964 Pinocchio, Rubber's Lover
The exploitation films of directors such as Daisuke Yamanouchi (“Akai misshitsu heya:  Kindan no osama geemu,” aka “Red Room,” 1999; “Shojo jigoku ichi kyuu kyuu kyuu” aka “Girl Hell,” 1999; “Senketsu no Kuzuna:  Kichiku reipuhan o shinkan saseta shimai” aka “Blood Sisters,” 2000; “Kyoko vs. Yuki,” 2000), Tamakichi Anaru (“Niku daruma” aka “Tumbling Doll of Flesh,” 1998; “Satsu satsu ayame” aka “Suicide Dolls,” 1999; “Watashi no akai harawata hana” aka “Women’s Flesh,” 1999), Hisayasu Sato’s “Megyaku” (“Naked Blood,” 1995), Naoyuki Tomomatsu’s “Kogayaru-gui:  Oosaka terekura hen” (“Eat the Schoolgirl,” 1997) as well as Yuuri Sunohara’s “Zankoku-bi:  Onna harakiri” series (from 1990) or Izô Hashimoto’s “Shiroi kabe no kekkon” (“Guinea Pig:  Lucky Sky Diamond,” aka “Bloody Fragments on White Walls,” 1989) display themes of quasi-snuff dismemberment most notoriously associated with the “Guinea Pig” films.  Such titles represent the very antithesis of those given precedence in this essay and may serve (together with numerous other “pinku” exploitation titles fusing sex with violence toward women) as utterly negative examples of relevant genre themes that are horrifying displays of sadistic male domination and literal destruction of the female body.  One need look no further for more graphic support of film theory constructions of the sadistic patriarchal gaze.
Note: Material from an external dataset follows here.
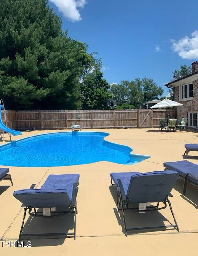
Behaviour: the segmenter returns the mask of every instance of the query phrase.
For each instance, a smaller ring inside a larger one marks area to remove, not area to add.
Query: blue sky
[[[109,83],[146,77],[166,96],[172,72],[198,60],[197,0],[50,0],[50,6],[68,36],[98,52]]]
Banquet of the Beasts, Baptism of Blood
Bizarre acts of bodily destruction continue in titles such as Kenichi Yoshihara’s “Senrei” (“Baptism of Blood,” 1996), Kazuyoshi Kumakiri’s “Kichiku dai enkai” (“Banquet of the Beasts,” 1997) and Shugo Fujii’s “Iki-jigoku” (“Living Hell,” 2000), but are noteworthy in that their extremes of suffering are inflicted by women as well as on women.  Takahisa Zeze’s “Raigyo” (“The Woman in Black Underwear: Raigyo,” 1997) employs pervasive violence against the environment as the mise-en-scene for horrific counter-violence by the female protagonist.  A more thoughtful treatment of the symbolism of dismemberment, personal fragmentation and the shifting nature of personal relations is provided by Shinji Aoyama’s excellent “Enbamingu” (“EM Embalming,” 1999) in which Reiko Takashima plays an embalmer who embarks on a dangerous private investigation after a multiple-personality-disordered young woman (with Hitomi Miwa suitably cast in the role) mysteriously steals the head of a corpse.  The dangerously ephemeral and culturally constructed nature of female physical beauty receives horrific deconstruction in Katsuya Matsumura’s “Kirei?” (“The Terror of Beauty,” 2004) in which Yukiko Okamoto plays “Dr. Yôko Noguchi,” a narcissistically self-satisfied plastic surgeon who meets the female patient of her nightmares – a woman who not only desires to become as beautiful as her, but also possess all that she has!  Regrettably, the opportunity to critique attractiveness stereotypes is dissipated in an exercise that defines women’s desires by reference to patriarchal norms.